Across the darkness, the uniformed aliens herded their captives into the tall orange boxes. The radio stayed as silent as the clouds.
"Walt, there has been a revelation. You will speak to me!" Handset clenched in her fist, she turned on the radio's operator. "Is this thing working?"
The girl's expression flickered. She bent over the device, touching its lights and dials. "Everything is functional on our end. But his may not be working. Or he might have turned it off."
"What kind of fool would turn off his radio at a time like this?"
"I'll keep trying for you.

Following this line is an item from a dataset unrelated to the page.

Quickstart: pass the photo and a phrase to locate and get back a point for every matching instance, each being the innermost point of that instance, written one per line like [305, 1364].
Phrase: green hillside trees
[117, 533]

If I reach him, and you're busy, what should I tell him?"
Raina tore the headphones from her ears. "That we were wrong. We're not at war. But if he doesn't stop the mission, we will be."
The girl nodded and withdrew.
Mauser pinched the bridge of his nose. "We have a decision to make. Bryson's set to hit the terminal in less than half an hour."
"But do we still wish to attack?"
"That's the question, isn't it? If the new arrivals are arresting the original invaders, they might actually be on our side. Neutral, at any rate. But I imagine an all-out assault could degrade our relations significantly."